C. Monotonic Sequences (The “High Watermark”)
The producer uses strictly increasing integers (1, 2, 3…).
- Pros: O(1) Storage. The consumer only needs to store the highest ID seen (the “High Watermark”). If , it’s a duplicate.
- Cons: Hard to generate. Producing strictly monotonic numbers in a distributed, multi-threaded environment creates a bottleneck.
3. Solving the Producer Concurrency Problem
If you choose Monotonic Sequences for their consumer efficiency, you must solve the producer bottleneck. If Thread A takes ID 100 and Thread B takes ID 101, but B finishes first, the consumer will see 101 and set the watermark. When 100 arrives later, it is incorrectly dropped.
Here are three ways to solve this:
The Hi/Lo Algorithm
To avoid hitting the database for every sequence number, use the Hi/Lo Algorithm:
-
Hi: The database provides a “block” of IDs (e.g., 1000 at a time) to a producer instance.
-
Lo: The producer increments IDs within that block in memory.
This reduces database contention significantly (1 request per 1000 messages) while maintaining uniqueness, though strict monotonicity across multiple producers requires careful partition management.
Log-Based Change Data Capture (CDC)
Instead of generating IDs in the application layer, use the database’s Transaction Log.
- Outbox Pattern: The producer writes the message intent to an
outboxtable in the same transaction as the business logic. - Derive Key: A CDC tool (like Debezium) reads the database Write-Ahead Log (WAL).
- Composite Key: In PostgreSQL, the Log Sequence Number (LSN) is monotonic. The idempotency key becomes {Commit LSN, Event LSN}.
This allows you to “have your cake and eat it too”—high throughput production with monotonic keys for the consumer.
Single-Threaded Partitioning
Tools like Kafka handle this by serializing messages per partition. The “Offset” acts as a naturally monotonic idempotency key. This shifts the complexity from the database to the message broker infrastructure.
4. The “Side Effect” Trap
The atomic transaction model works for database updates. But what if your message processing involves calling an external API (e.g., Stripe, Salesforce)? You cannot rollback a REST call inside a database transaction.
If the DB transaction rolls back but the API call succeeded, you have created a phantom state.

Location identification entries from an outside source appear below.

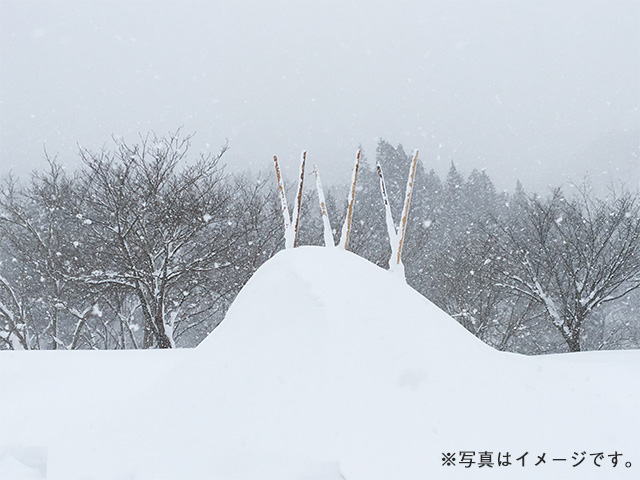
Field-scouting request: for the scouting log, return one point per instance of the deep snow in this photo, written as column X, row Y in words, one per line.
column 326, row 366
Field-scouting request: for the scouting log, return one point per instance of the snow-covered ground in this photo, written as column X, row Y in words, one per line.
column 326, row 367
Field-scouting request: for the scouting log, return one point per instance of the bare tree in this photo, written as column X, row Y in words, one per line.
column 158, row 228
column 572, row 256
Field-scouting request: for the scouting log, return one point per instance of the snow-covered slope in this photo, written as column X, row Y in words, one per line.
column 326, row 366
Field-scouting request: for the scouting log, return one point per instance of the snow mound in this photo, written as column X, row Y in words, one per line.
column 328, row 367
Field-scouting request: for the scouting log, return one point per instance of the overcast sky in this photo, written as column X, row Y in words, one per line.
column 540, row 91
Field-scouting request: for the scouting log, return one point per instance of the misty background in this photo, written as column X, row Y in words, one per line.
column 544, row 92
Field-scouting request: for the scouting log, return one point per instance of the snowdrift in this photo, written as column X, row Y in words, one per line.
column 326, row 367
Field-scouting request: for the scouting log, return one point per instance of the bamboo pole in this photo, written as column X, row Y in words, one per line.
column 326, row 224
column 391, row 228
column 284, row 207
column 407, row 202
column 296, row 208
column 346, row 227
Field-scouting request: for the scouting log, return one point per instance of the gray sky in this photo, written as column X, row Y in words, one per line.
column 541, row 91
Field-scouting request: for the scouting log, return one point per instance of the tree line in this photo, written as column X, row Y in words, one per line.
column 143, row 247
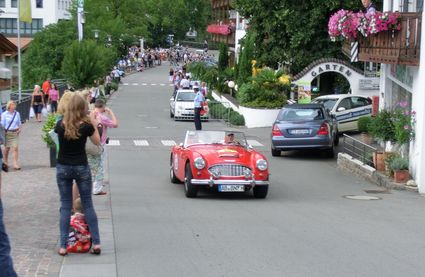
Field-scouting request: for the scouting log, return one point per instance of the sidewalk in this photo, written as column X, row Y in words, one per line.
column 31, row 203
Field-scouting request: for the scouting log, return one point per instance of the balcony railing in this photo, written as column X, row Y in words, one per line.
column 398, row 47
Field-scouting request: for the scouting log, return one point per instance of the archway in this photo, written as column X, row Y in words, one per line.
column 359, row 84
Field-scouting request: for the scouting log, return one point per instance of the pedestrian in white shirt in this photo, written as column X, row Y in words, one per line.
column 11, row 122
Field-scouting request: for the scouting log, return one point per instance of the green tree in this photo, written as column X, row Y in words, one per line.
column 44, row 56
column 288, row 31
column 86, row 61
column 244, row 66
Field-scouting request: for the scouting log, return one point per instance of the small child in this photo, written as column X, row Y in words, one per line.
column 79, row 240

- Solution 1: Idempotency Propagation. Pass your idempotency key to the downstream service. (e.g., Stripe accepts an
Idempotency-Keyheader). - Solution 2: The Saga Pattern. Break the transaction into steps. If the local DB commit fails, trigger a “compensating transaction” (e.g., a refund) to undo the external side effect.
Summary Comparison
| Strategy | Storage Cost (Consumer) | Implementation Complexity | Best Use Case |
|---|---|---|---|
| UUIDv4 | High (Index everything) | Low | Low-to-medium volume; simple setups. |
| UUIDv7/ULID | Medium (Prunable index) | Low | High volume where “retention windows” are acceptable. |
| UUIDv5 | Zero (Deterministic) | Medium | Content-based deduplication; careful regarding false positives. |
| Monotonic / CDC | Very Low (High Watermark) | High (Requires CDC or complex producing) | Massive scale; systems requiring strict ordering; Kafka consumers. |
While TCP guarantees packet ordering at the transport layer, it cannot solve application-level duplicates caused by crash-recovery cycles. Whether you use UUIDs with a TTL or complex CDC pipelines, the principle remains: assume the network will lie to you, and trust only your persisted state.